Padre José Luiz Nascibem, vigário paroquial

Outubro é o mês missionário, trata-se de um período de conscientização, animação e cooperação missionária em todo o mundo. O objetivo é sensibilizar, despertar vocações missionárias e realizar a Coleta no Dia Mundial das Missões, penúltimo domingo de outubro, conforme instituído pelo papa Pio XI em 1926. “A alegria do Evangelho para uma Igreja em saída”. Este é o tema escolhido pelas Pontifícias Obras Missionárias (POM) para a Campanha Missionária de 2017.

Tudo está em sintonia como os ensinamentos do papa Francisco quando afirma: “A alegria do Evangelho enche o coração e a vida inteira daqueles que se encontraram com Jesus” (EG 1). Essa alegria precisa ser anunciada pela Igreja que caminha unida, em todos os tempos e lugares, e em perspectiva ad gentes. Por isso, o lema: “Juntos na missão permanente”.

A cada ano o Papa envia para toda Igreja uma mensagem para este tempo. Este ano o Papa Francisco lembra-nos que: “A missão da Igreja é animada por uma espiritualidade de êxodo contínuo”. Trata-se de “sair da própria comodidade e ter a coragem de alcançar todas as periferias que precisam da luz do Evangelho” (EG 20). Lembra-nos Francisco que a Igreja é, por sua natureza, missionária; se assim não for, deixa de ser a Igreja de Cristo, não passando duma associação entre muitas outras, que rapidamente veria exaurir-se a sua finalidade e desapareceria.

Lembra-nos a exortação que o mundo tem uma necessidade essencial do Evangelho de Jesus Cristo. Ele, através da Igreja, continua a sua missão de Bom Samaritano, curando as feridas sanguinolentas da humanidade, e a sua missão de Bom Pastor, buscando sem descanso quem se extraviou por veredas enviesadas e sem saída. Diante da necessidade do mundo a Igreja por meio da proclamação do Evangelho, Jesus torna-Se sem cessar nosso contemporâneo, consentindo à pessoa que O acolhe com fé e amor experimentar a força transformadora do seu Espírito de Ressuscitado que fecunda o ser humano e a criação, como faz a chuva com a terra.

Na sequência nos adverte que a missão da Igreja de que não é fim em si mesma, mas instrumento e mediação do Reino.
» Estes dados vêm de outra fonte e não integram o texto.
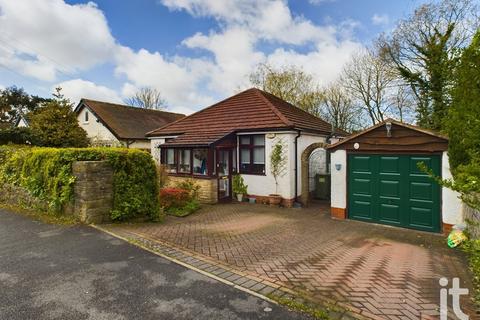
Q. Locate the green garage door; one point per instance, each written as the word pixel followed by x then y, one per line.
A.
pixel 390 189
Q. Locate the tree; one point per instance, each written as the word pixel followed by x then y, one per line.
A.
pixel 147 98
pixel 15 102
pixel 424 48
pixel 339 109
pixel 369 79
pixel 290 84
pixel 55 124
pixel 463 125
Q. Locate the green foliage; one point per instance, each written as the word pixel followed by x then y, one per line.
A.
pixel 463 126
pixel 47 174
pixel 55 124
pixel 15 102
pixel 15 135
pixel 238 185
pixel 472 248
pixel 277 162
pixel 291 84
pixel 191 186
pixel 424 48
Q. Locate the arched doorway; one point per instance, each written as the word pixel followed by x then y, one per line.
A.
pixel 315 149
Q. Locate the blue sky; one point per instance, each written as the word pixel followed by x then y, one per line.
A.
pixel 194 51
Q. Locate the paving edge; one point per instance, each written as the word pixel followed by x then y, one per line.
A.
pixel 214 270
pixel 189 266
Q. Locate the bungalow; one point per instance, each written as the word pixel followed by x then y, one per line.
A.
pixel 236 136
pixel 109 124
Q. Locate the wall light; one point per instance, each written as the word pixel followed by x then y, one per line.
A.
pixel 388 125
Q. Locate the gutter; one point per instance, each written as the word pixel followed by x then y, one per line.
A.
pixel 299 133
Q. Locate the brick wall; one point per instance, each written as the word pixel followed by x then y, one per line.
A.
pixel 208 192
pixel 93 191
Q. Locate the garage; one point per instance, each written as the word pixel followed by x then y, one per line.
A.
pixel 376 178
pixel 390 189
Uma Igreja autorreferencial, que se compraza dos sucessos terrenos, não é a Igreja de Cristo, seu corpo crucificado e glorioso. Por isso mesmo, é preferível “uma Igreja acidentada, ferida e enlameada por ter saído pelas estradas, a uma Igreja enferma pelo fechamento e a comodidade de se agarrar às próprias seguranças”.
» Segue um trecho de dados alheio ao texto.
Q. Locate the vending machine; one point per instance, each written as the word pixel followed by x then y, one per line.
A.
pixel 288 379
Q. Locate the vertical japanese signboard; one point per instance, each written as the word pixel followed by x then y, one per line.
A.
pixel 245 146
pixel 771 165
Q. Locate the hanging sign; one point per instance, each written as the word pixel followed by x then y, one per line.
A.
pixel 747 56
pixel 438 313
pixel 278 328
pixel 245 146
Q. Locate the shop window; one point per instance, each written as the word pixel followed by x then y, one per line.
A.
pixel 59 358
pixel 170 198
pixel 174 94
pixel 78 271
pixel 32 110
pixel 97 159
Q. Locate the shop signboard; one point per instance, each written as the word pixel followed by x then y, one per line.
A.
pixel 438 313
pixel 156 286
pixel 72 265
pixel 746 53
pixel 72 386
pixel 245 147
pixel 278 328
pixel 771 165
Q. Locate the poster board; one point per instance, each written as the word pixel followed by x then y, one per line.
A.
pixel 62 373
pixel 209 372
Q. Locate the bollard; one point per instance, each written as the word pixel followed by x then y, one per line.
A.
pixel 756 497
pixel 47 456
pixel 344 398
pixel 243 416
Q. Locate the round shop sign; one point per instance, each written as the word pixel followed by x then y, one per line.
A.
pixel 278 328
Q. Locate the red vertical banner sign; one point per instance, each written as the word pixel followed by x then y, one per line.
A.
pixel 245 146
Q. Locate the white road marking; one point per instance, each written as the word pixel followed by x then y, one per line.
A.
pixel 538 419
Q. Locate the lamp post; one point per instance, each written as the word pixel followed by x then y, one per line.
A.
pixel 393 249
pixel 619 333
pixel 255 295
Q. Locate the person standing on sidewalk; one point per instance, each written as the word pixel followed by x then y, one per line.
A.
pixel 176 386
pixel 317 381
Por fim, o Papa Francisco nos convida a missão tendo como modela Maria, mãe da evangelização. Movida pelo Espirito, Ela disse sim e assim acolheu o Verbo com fé humilde e serviçal. Que todos nós tomemos consciência de nossa vocação missionária. O ser missionário não é somente ir para uma terra distante. Isto é uma bela e especifica vocação. Mas todos nós devemos evangelizar o lugar onde vivemos. Diante de determinados fatos dizemos que falta Deus no coração das pessoas. É verdade. Porém se falta Deus cabe a nós torna-lo conhecido.